James Stagg’s job was not just scientific, but diplomatic — a delicate act of balancing contrasting forecasts from the American and British teams, and shaping them into a coherent narrative with a single decisive recommendation for Eisenhower.
“That wasn’t always entirely possible,” Suri said. “He had quite a difficult job, really.”
Ahead of the invasion, tensions rose between the forecasting teams. Transcripts from the daily telephone discussions among Stagg, the general and the three forecasting teams revealed a strong difference of opinions among the groups.
The American meteorologists believed that June 5 or 6 would offer suitable weather. The British, however, opposed June 5.
“He had to make the decision of which side he was going to go with,” Ross said, “and take that to Eisenhower.”
According to professor Julian Hunt in his book “D-Day: The Role of the Met Office,” a high-pressure system over the Atlantic Ocean and a strong storm near northern Scotland were expected to cause rough seas and excessive cloud cover in the English Channel on June 5. James Stagg delivered his decision: Gales would sweep through Normandy, making landings impossible.
“He gave us the worst report you ever saw,” Eisenhower later recalled. Convoys that had already set off were ordered to turn back.
But by June 4, forecasts indicated that the storm system would shift northeast, giving way to a brief period of calmer conditions June 6.
Still, Stagg was uncertain. His diary reveals his doubt: “I am now getting rather stunned — it is all a nightmare.”
Ross said the decision to go ahead was a compromise. “It was a question of, will the 6th be good enough? And the call was, yes, it will be good enough. But it was a challenge.”
Eventually, the American and British meteorologists moved toward consensus for June 6. On the evening of June 4, Stagg returned with the more optimistic forecast. Eisenhower later described a “little grin on his face.”
“We hoped that with this break, we could do it,” Eisenhower later said. After a brief moment of contemplation — “about 45 seconds,” he recalled — he gave the order that would change the course of history: “OK, we’ll go.”

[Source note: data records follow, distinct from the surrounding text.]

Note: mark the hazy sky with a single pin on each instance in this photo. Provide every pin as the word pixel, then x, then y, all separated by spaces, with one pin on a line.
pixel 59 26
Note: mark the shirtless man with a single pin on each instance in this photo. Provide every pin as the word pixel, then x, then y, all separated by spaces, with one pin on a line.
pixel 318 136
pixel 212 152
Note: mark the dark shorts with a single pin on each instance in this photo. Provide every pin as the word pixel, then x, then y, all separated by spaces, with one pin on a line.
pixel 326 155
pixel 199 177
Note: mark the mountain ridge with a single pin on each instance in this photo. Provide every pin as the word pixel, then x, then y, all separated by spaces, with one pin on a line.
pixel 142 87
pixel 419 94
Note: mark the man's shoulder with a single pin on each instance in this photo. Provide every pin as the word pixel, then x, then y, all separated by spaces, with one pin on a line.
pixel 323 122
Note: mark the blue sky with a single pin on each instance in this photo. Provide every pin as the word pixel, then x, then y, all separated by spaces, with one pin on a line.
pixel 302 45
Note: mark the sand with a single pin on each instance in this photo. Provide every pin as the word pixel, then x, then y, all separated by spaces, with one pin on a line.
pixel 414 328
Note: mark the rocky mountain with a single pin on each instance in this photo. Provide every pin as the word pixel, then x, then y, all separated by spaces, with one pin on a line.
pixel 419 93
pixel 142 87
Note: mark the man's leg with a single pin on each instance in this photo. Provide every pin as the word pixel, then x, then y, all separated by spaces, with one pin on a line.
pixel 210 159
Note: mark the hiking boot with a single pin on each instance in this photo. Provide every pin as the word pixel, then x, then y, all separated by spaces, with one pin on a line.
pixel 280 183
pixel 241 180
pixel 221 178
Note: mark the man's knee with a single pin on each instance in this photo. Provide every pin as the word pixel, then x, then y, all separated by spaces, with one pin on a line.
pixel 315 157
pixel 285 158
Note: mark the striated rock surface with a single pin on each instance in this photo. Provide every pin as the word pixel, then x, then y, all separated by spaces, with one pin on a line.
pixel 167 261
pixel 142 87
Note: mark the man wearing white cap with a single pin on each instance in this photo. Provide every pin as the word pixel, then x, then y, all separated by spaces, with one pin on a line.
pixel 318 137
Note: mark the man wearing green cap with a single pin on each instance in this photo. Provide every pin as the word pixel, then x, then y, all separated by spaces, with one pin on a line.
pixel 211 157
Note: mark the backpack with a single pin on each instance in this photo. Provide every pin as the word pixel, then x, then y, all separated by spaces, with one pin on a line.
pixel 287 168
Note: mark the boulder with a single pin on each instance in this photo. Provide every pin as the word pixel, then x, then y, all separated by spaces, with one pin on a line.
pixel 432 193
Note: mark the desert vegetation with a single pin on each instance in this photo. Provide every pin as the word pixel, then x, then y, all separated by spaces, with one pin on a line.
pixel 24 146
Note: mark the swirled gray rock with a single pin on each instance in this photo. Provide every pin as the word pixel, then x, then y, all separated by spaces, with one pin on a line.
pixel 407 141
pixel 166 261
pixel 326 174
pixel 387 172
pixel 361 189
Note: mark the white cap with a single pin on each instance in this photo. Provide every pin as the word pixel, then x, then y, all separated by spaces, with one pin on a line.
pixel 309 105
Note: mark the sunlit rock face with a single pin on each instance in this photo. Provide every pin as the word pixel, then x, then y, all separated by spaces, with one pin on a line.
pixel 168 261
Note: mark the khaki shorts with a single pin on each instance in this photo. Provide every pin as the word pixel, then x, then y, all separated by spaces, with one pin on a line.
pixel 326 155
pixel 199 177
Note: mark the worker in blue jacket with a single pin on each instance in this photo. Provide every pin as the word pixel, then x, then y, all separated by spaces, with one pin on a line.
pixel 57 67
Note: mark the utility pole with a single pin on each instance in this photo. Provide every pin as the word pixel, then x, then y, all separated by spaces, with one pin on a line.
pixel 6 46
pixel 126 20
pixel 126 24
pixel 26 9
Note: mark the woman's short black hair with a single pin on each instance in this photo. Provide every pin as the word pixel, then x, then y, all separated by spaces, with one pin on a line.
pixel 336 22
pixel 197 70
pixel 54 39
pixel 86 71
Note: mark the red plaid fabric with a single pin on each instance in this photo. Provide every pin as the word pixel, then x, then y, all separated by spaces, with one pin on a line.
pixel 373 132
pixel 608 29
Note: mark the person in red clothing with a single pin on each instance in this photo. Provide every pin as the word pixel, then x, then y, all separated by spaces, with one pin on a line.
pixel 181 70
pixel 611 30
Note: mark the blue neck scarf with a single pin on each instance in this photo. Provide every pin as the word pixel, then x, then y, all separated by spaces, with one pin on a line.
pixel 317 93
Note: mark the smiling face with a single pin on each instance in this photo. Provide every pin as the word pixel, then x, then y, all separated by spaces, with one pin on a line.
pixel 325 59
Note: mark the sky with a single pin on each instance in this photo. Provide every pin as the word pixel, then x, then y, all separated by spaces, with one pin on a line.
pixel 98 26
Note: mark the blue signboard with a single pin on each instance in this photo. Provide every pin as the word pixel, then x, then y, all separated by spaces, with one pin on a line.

The invasion went ahead June 6, 1944, but the forecast turned out to be off the mark.
Suri said that, instead of moving northeast, the storm over northern Scotland shifted southward into the North Sea, weakening as it did. This unexpected change allowed winds to ease slightly, and visibility improved as the front over northern France moved away.
“That’s why things got better,” Suri said. “So they were right for the wrong reasons.”
But conditions were windy, and the seas remained rough.
Many of the first troops to cross the English Channel had “considerable seasickness,” The Associated Press wrote, and the strong winds whipped up whitecaps, making the journey to the beaches even more punishing.
But the marginal weather may have given the Allies a vital edge.
The German forecasts were similar to those of the Allies, but they had not expected an invasion under such adverse conditions. On June 4, the chief meteorologist of the 3rd German Air Fleet reported to Field Marshal Erwin Rommel that the weather in the Channel would be so poor that there could be no landing attempts until June 10.
“The Germans assumed high tide, cover of darkness and better cloud, wind and visibility conditions than the Allies actually needed,” Suri said. When the Allied forces struck, the Germans were unprepared.
In the aftermath of the invasion, as the weight of its success came into focus, the full significance of the meteorological gamble became clear.
In a memorandum accompanying an official report to Eisenhower, Stagg reflected on just how close they had come to disaster. Had the invasion been postponed to the next suitable tides, the troops would have faced the Channel’s worst storm in 20 years.
“Thanks,” Eisenhower wrote in response. “And thank the Gods of war we went when we did.”